La Belgique semblait lundi sur le point de se doter d'un nouveau gouvernement mais d'une durée incertaine en raison de la persistance du conflit entre Flamands et francophones et de la proximité d'élections régionales très sensibles.

Le chrétien-démocrate flamand (CDV) Herman Van Rompuy, chargé dimanche par le roi Albert II de former un gouvernement, dix jours après la démission d'Yves Leterme, a entamé lundi des consultations avec les partis de la coalition gouvernementale (chrétiens-démocrates et libéraux côté flamand, chrétiens-démocrates, libéraux et socialistes côté francophone).En principe, les négociations devraient être rapides, les cinq formations s'étant mis d'accord la semaine dernière pour reconduire le gouvernement à l'identique. A l'exception du Premier ministre et du ministre de la Justice Jo Vandeurzen qui ont démissionné le 19 décembre, accusés d'avoir fait pression sur la justice pour qu'elle valide le plan de sauvetage de la banque Fortis.

La presse espérait d'ailleurs lundi un nouveau gouvernement d'ici au 31 décembre.

Mais «il reste encore quelques aspects à négocier», a souligné le politologue Jean Faniel.

M. Van Rompuy, qui n'est pas encore assuré à 100% d'être Premier ministre, devra notamment se trouver un remplaçant à la présidence de la Chambre des députés, a-t-il noté.

Une tâche plus difficile qu'il n'y paraît dans un pays où la moindre modification de la répartition des postes au niveau fédéral peut entraîner le bouleversement d'un fragile équilibre.

S'il parvient à former ce gouvernement, M. Van Rompuy, qui a accepté sa mission à contre-coeur, devra ensuite relever de nombreux défis: adoption d'un budget 2009 toujours en attente, mise en place d'un plan de relance pour sortir de la crise économique, solution durable pour Fortis et tensions exacerbées entre communautés à l'approche des régionales de juin.

«Sera-t-il à la hauteur?», s'interrogeait lundi le quotidien francophone La Libre Belgique.

Si les partis de la majorité assurent que oui, les différentes formations nationalistes flamandes ont, elles, vertement dénoncé cette nomination.

Placer Herman Van Rompuy à la tête du gouvernement revient à «couler du plomb sur du fer rouillé», a ainsi estimé Jean-Marie Dedecker, président du mouvement populiste et radical du même nom, en forte progression dans les sondages.

«La seule chose qui soude ce gouvernement de centre-gauche, c'est l'angoisse de se retrouver face à l'électeur», a-t-il ajouté, dénonçant un pays devenu «ingérable sans réforme de l'Etat».

Partis néerlandophones de Flandre et francophones de Bruxelles et de Wallonie s'opposent depuis un an et demi à propos des demandes d'autonomie accrue des premiers.

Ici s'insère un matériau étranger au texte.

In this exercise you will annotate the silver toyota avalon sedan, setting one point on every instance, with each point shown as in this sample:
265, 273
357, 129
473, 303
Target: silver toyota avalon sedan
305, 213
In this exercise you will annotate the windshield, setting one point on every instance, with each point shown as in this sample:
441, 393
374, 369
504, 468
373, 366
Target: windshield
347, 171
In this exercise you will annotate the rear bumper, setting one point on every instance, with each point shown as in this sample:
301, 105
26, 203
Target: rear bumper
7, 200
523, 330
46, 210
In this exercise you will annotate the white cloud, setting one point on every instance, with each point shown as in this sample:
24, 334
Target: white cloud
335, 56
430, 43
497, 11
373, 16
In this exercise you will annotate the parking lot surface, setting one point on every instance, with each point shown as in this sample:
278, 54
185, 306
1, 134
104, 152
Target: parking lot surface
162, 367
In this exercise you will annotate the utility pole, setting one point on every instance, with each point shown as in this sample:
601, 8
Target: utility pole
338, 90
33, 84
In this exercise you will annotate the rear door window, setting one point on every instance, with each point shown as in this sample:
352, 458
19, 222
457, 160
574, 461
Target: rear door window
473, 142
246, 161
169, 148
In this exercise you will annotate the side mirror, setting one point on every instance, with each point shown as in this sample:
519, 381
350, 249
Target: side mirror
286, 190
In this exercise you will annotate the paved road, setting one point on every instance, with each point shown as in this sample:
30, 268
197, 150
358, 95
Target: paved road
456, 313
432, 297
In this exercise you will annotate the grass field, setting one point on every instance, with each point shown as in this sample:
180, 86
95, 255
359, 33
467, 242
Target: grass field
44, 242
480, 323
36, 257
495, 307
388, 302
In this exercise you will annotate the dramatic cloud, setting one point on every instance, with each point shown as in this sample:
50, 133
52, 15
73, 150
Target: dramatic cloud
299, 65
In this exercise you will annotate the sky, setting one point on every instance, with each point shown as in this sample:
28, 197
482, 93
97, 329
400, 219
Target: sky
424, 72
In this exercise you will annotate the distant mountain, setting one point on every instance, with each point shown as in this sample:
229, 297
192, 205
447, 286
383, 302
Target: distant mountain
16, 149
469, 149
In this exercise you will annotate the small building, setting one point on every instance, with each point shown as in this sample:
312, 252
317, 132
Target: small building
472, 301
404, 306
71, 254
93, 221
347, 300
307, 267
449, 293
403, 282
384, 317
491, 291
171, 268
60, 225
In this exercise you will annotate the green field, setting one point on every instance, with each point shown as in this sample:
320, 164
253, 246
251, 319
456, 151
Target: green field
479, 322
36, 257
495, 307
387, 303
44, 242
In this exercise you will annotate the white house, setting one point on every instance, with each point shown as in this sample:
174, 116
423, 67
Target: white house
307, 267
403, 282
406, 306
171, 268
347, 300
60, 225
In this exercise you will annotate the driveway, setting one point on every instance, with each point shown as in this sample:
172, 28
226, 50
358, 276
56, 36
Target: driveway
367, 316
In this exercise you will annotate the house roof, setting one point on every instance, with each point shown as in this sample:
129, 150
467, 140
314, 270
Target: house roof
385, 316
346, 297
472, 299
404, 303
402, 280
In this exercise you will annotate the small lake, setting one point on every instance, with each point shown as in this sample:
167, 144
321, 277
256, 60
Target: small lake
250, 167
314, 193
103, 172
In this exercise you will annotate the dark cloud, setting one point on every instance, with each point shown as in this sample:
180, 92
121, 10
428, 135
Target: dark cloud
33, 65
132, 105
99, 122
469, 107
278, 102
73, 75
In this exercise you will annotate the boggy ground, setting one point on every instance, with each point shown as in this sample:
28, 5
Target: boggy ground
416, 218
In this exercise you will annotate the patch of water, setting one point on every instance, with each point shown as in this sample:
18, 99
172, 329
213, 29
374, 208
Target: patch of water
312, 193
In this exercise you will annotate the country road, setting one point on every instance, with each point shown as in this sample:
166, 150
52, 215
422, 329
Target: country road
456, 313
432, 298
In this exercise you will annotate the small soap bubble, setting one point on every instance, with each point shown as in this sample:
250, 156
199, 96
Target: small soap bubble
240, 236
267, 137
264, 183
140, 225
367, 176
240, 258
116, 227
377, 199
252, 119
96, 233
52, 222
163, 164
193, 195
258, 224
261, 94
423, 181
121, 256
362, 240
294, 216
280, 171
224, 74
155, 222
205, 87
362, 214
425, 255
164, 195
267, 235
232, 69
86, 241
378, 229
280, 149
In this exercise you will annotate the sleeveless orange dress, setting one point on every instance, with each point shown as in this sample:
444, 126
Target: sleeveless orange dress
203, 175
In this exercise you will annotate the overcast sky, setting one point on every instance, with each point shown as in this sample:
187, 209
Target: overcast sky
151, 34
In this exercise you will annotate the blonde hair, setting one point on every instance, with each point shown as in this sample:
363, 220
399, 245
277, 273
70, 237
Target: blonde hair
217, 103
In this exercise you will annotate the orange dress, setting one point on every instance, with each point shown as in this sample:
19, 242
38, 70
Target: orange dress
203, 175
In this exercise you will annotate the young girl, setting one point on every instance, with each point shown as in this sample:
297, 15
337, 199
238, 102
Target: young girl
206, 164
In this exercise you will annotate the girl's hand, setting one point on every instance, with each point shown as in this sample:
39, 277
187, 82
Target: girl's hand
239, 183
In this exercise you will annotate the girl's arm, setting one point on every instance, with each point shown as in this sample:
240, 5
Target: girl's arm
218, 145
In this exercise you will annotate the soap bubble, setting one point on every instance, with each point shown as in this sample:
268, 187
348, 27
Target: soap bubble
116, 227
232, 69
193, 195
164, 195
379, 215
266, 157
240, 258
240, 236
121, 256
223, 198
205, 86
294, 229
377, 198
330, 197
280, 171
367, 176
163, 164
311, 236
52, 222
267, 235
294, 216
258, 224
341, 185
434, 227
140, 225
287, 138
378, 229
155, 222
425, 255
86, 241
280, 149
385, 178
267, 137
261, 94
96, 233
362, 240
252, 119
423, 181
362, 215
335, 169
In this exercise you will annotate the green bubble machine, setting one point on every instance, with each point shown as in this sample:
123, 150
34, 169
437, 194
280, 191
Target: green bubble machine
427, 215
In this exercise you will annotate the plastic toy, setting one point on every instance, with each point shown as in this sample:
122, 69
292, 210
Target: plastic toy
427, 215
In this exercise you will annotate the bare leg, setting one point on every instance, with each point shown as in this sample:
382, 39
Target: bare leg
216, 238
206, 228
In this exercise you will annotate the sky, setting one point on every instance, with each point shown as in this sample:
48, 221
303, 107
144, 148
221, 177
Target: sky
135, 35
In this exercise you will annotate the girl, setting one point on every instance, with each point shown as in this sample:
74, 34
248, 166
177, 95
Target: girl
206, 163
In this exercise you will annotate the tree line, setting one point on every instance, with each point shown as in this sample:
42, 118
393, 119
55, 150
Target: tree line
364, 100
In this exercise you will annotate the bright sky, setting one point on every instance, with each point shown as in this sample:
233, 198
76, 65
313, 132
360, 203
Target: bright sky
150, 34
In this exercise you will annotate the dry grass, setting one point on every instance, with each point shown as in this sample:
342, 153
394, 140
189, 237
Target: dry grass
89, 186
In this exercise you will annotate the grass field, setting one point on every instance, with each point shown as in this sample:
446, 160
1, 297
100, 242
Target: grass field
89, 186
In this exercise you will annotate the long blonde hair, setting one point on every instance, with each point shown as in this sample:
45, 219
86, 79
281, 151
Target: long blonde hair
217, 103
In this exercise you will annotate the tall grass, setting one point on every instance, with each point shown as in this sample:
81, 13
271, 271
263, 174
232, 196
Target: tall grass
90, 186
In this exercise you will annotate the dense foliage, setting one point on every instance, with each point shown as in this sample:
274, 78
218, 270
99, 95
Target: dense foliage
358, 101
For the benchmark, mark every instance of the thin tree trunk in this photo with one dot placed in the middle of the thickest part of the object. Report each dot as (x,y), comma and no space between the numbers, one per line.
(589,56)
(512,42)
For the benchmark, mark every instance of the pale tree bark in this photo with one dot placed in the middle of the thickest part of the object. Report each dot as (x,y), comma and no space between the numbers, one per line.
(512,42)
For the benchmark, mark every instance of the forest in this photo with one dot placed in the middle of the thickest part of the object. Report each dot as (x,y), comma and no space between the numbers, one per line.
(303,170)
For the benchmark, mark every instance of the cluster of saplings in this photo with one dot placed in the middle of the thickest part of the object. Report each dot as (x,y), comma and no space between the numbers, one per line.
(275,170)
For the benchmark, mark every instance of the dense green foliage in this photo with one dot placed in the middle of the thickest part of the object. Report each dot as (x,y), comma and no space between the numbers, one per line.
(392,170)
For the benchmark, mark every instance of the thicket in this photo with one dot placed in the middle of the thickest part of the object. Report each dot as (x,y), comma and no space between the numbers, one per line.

Le conflit a relancé les craintes d'éclatement du royaume.

«La campagne électorale devrait être axée sur les questions d'avenir du pays. Si les enchères montent à nouveau pendant cette campagne, cela ne va pas favoriser le dialogue au niveau fédéral», a noté Jean Faniel.

Et M. Van Rompuy ne serait alors «pas mieux armé» qu'Yves Leterme, confronté depuis les législatives de juin 2007 à une crise quasi-ininterrompue en raison des querelles entre communautés.

Les cinq partis de la majorité se sont pourtant mis d'accord pour écarter le scénario un temps envisagé d'un gouvernement provisoire jusqu'à des législatives anticipées couplées au scrutin régional de juin.

Mais rien ne garantit pour autant qu'un gouvernement Van Rompuy durera jusqu'à la prochaine échéance prévue de 2011.

«Ce n'est qu'un engagement. Mais qu'est-ce qui se passera d'ici là?» s'interroge Jean Faniel, alors que depuis juin 2007, le royaume n'a connu que neuf mois de gouvernement stable.